In order to more clearly illustrate the technical solutions in the embodiments of the present application, the drawings needed to be used in the description of the embodiments are briefly introduced below, and it is obvious that the drawings in the following description are only some embodiments of the present application, and it is obvious for those skilled in the art to obtain other drawings based on these drawings without creative efforts.

FIG. 1 is a flowchart illustrating steps of an adaptive image cropping fusion method according to an embodiment of the present invention;

FIG. 2 is a flowchart illustrating steps of another adaptive image cropping and blending method according to an embodiment of the present invention;

FIG. 3 is a schematic flow chart of content management adding video based on classification tags in the embodiment of the present invention;

FIG. 4 is a schematic flow chart of a recommendation preference model and a similar model based on classification labels according to an embodiment of the present invention;

FIG. 5 is a diagram illustrating search flow index synchronization based on category labels according to an embodiment of the present invention.

Detailed Description

Reference will now be made in detail to embodiments of the present invention, examples of which are illustrated in the accompanying drawings, wherein like or similar reference numerals refer to the same or similar elements or elements having the same or similar function throughout. The embodiments described below with reference to the accompanying drawings are illustrative only for the purpose of explaining the present invention, and are not to be construed as limiting the present invention. The step numbers in the following embodiments are provided only for convenience of illustration, the order between the steps is not limited at all, and the execution order of each step in the embodiments can be adapted according to the understanding of those skilled in the art.

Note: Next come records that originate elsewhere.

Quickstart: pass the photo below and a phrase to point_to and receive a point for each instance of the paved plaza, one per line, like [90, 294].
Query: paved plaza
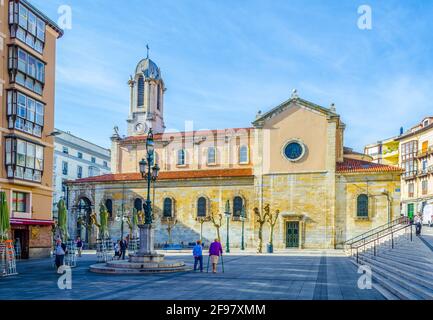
[310, 275]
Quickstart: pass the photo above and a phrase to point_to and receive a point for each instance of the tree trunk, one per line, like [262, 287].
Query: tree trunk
[260, 244]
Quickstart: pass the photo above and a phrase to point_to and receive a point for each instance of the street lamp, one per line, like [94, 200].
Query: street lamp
[148, 171]
[227, 213]
[243, 215]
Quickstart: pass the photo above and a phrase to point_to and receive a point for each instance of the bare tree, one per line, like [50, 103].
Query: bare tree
[202, 220]
[272, 220]
[216, 219]
[261, 220]
[171, 223]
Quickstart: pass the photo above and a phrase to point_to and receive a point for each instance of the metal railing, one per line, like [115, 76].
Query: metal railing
[374, 237]
[385, 227]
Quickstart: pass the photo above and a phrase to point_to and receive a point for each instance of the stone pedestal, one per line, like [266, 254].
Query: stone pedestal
[146, 260]
[147, 238]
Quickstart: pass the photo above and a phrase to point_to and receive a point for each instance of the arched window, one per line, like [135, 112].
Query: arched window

In combination with the description in the foregoing background art, in some practical scenarios, the following technical problems exist in the scheme or method for labeling video classification tags in the related art: the marking process requires that an editor has high aesthetic ability and patience, and has the problems of low efficiency, low speed, high subjective quality of labels, low coverage rate of video frames and the like; the AI content identification technology has high requirements on the content of the video, requires that the video frame is relatively simple and cannot generate too many interference pictures; the AI content identification technology can only acquire effective information of the video content, and under the condition that the video content is not enough to represent the video key information, other key information is easy to ignore, so that the problem of insufficient effectiveness exists, and a more meaningful reference value cannot be provided for the actual service requirement.

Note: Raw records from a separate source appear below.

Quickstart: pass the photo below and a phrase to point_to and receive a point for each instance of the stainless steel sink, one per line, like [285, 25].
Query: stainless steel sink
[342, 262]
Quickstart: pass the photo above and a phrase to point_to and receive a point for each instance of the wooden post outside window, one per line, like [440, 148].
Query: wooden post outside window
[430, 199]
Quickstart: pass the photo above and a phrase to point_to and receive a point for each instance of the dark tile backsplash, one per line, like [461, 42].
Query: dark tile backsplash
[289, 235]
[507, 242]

Therefore, with the rapid development of short video services, the number of short videos also comes up to the outbreak period, but considering some features below the short videos, the traditional classification labeling method for the long videos is not applicable to the short videos. The content of the short video is more precise and shorter, the time length of the short video is about 60 seconds generally, and the short video does not contain a large amount of different information, so that a large amount of even complete video frames do not need to be analyzed like the traditional method of the long video, and a large optimization space exists in the classification prediction time. The information of the short video is more standard and clear, and the mining value is very high. Since short videos belong to postero-start, in the era of prevailing data analysis nowadays, clear and normative descriptive information such as { singer } _ { song name } _ MV/singing } is generally possessed, the effective features are ignored by the traditional classification labeling method of long videos, and an optimization space exists in the label accuracy.

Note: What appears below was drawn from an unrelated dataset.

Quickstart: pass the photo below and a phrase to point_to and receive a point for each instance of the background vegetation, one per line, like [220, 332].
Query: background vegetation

Based on the above theoretical basis, in one aspect, as shown in fig. 1, an embodiment of the present application provides an adaptive image cropping and fusing method, where the method includes steps S100 to S500:

s100, acquiring a video file, and extracting text content, audio content and video key frames from the video file;

specifically, in the implementation process, the obtained video file is an original material video file without any target content marking or label marking; the text content is extracted from the video file by a character extraction tool, and the text content in the embodiment includes, but is not limited to, the title, the description and the caption of the video. Meanwhile, the embodiment can also acquire the source address information of the video from the music library, acquire the video physical file through the video source address, and extract the audio in the video file. Aiming at the extraction of key frames, the embodiment acquires the source address information of the video from a music library; acquiring a video physical file through a video source address, and extracting through a corresponding function of a CV2 library in OpenCV to obtain a video frame file; embodiments then extract preliminary key frames using a segmented key frame extraction method.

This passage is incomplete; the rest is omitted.